Abebe Bikila Stadium
- Interactive map of Abebe Bikila Stadium
- Full name: Abebe Bikila Stadium
- Location: Addis Ababa, Ethiopia
- Owner: Addis Abeba City Administration
- Operator: Addis Abeba Youth and Sport Bureau
- Capacity: 25,000
- Surface: Artificial turf

Construction
- Opened: 2002
- Renovated: 2017
- Cost: 105.5 million birr (2017 renovation)
- General contractor: Zhongmei Engineering Group Ltd. (2017 renovation)

Tenant
- Ethiopia national football team (selected matches)

= Abebe Bikila Stadium =

Stadium in Addis Ababa, Ethiopia

Abebe Bikila Stadium (አበበ ቢቂላ ስታዲያም) is a multi-purpose stadium in Addis Ababa, Ethiopia. It is currently used mostly for football matches, on club level it was used by Dedebit F.C. of the Ethiopian Premier League. The stadium has a capacity of 25,000 spectators. It is named after famed Olympic Marathon champion Abebe Bikila.

== History ==
The stadium hosted the final of the inaugural Ethiopian Super Cup in 2016.

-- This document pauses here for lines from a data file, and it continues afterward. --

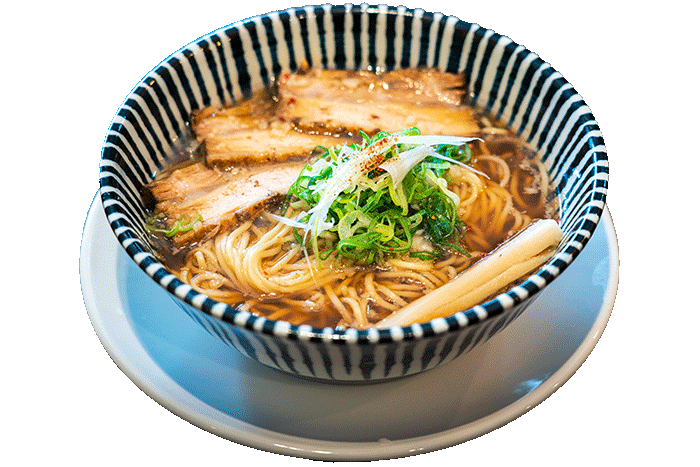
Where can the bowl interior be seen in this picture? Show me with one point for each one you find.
(512, 83)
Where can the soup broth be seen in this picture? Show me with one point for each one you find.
(247, 257)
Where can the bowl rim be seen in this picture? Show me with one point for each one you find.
(132, 241)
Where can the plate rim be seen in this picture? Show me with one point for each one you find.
(239, 431)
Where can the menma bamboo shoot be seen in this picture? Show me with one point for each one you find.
(521, 254)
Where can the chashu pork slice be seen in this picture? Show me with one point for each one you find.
(222, 199)
(242, 135)
(338, 102)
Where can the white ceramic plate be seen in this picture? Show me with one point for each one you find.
(217, 389)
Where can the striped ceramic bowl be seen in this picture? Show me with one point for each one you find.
(232, 62)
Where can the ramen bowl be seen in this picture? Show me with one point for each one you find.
(229, 64)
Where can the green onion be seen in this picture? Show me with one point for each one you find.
(370, 199)
(180, 226)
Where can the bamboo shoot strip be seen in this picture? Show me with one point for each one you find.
(510, 261)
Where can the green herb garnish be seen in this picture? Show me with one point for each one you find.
(368, 200)
(156, 224)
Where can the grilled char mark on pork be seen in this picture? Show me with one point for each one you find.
(340, 102)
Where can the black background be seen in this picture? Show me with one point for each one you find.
(113, 50)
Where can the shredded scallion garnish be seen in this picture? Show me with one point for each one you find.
(363, 201)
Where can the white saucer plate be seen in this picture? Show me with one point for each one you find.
(197, 377)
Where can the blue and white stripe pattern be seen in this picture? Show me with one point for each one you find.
(232, 62)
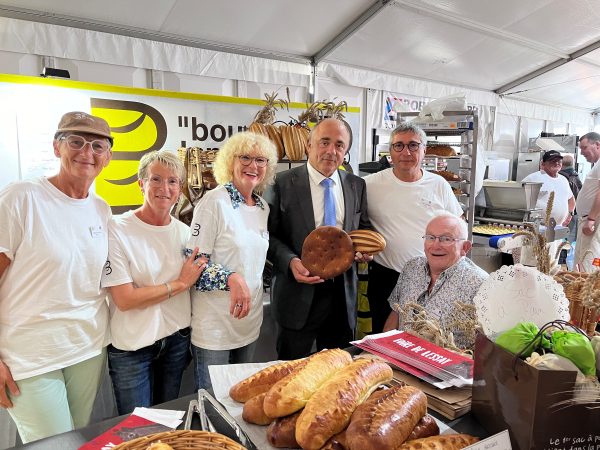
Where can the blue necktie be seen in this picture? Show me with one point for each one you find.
(329, 213)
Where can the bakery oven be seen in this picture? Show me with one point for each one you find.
(509, 205)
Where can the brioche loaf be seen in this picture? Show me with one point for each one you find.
(282, 432)
(329, 410)
(385, 421)
(254, 412)
(441, 442)
(292, 392)
(367, 241)
(262, 380)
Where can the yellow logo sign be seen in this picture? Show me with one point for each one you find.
(137, 129)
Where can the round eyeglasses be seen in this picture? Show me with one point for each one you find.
(444, 240)
(411, 146)
(260, 161)
(157, 181)
(78, 143)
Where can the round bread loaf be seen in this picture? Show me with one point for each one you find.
(327, 252)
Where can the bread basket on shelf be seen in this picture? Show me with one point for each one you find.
(183, 440)
(583, 292)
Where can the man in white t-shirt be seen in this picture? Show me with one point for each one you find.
(401, 201)
(563, 206)
(588, 206)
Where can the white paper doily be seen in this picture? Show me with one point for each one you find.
(518, 293)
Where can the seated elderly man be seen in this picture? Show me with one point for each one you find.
(440, 281)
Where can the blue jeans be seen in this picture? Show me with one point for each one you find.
(150, 375)
(204, 358)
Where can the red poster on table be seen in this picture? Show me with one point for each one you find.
(132, 427)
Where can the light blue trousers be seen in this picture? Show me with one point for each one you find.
(57, 401)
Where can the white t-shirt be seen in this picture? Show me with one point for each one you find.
(236, 238)
(587, 194)
(400, 211)
(562, 194)
(53, 313)
(145, 255)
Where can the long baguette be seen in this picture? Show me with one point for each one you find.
(441, 442)
(254, 412)
(386, 421)
(292, 392)
(329, 410)
(262, 380)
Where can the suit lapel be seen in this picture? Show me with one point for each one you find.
(301, 188)
(349, 196)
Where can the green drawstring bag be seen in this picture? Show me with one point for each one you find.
(518, 339)
(575, 347)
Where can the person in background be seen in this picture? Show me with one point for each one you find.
(568, 171)
(588, 206)
(402, 200)
(563, 206)
(149, 278)
(53, 313)
(442, 281)
(230, 228)
(306, 307)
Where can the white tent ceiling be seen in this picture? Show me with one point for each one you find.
(544, 51)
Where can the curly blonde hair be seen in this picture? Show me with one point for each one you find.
(245, 143)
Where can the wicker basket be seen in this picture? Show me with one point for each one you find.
(183, 440)
(583, 292)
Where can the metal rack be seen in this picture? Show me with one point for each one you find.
(463, 125)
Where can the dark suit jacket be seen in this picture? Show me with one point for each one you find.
(291, 219)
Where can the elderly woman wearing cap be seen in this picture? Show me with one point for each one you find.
(230, 227)
(53, 313)
(149, 279)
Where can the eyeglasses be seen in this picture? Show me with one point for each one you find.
(445, 241)
(411, 146)
(76, 142)
(158, 181)
(260, 161)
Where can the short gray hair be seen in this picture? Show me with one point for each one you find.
(408, 127)
(458, 221)
(166, 158)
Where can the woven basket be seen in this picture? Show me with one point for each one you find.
(183, 440)
(583, 292)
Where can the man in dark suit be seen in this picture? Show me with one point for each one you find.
(306, 307)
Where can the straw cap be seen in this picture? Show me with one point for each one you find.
(77, 121)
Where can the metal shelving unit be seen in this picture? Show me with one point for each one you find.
(463, 125)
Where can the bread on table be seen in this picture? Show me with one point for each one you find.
(292, 392)
(441, 442)
(262, 380)
(387, 419)
(329, 410)
(282, 432)
(254, 412)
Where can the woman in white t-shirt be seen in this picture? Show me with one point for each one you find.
(53, 314)
(230, 228)
(149, 277)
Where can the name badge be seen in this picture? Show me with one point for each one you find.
(96, 231)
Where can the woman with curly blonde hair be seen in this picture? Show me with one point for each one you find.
(230, 228)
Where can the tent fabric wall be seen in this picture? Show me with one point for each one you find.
(72, 43)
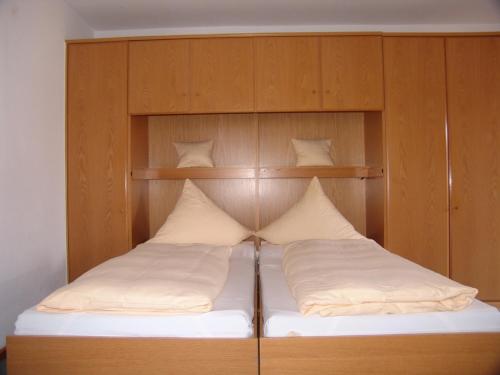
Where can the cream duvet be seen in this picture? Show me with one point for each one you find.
(350, 277)
(152, 278)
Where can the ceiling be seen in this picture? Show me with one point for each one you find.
(104, 15)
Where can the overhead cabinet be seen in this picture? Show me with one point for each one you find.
(287, 74)
(159, 76)
(191, 76)
(352, 73)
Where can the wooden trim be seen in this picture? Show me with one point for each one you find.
(308, 172)
(250, 35)
(45, 355)
(470, 353)
(183, 173)
(243, 173)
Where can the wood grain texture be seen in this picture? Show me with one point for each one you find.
(222, 75)
(345, 130)
(375, 188)
(276, 196)
(234, 173)
(415, 110)
(193, 173)
(453, 354)
(287, 74)
(159, 76)
(233, 135)
(138, 191)
(352, 73)
(473, 76)
(97, 154)
(236, 197)
(40, 355)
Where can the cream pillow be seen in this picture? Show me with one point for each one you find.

In March 2017 the project to renovate the stadium was awarded to the Chinese firm Zhongmei Engineering Group Ltd. with the total cost of the project being 105.5 million Birr. The stadium was renovated in large part to ease congestion at Addis Ababa Stadium, while the city continues to construct the 62,000 seat Addis Ababa National Stadium.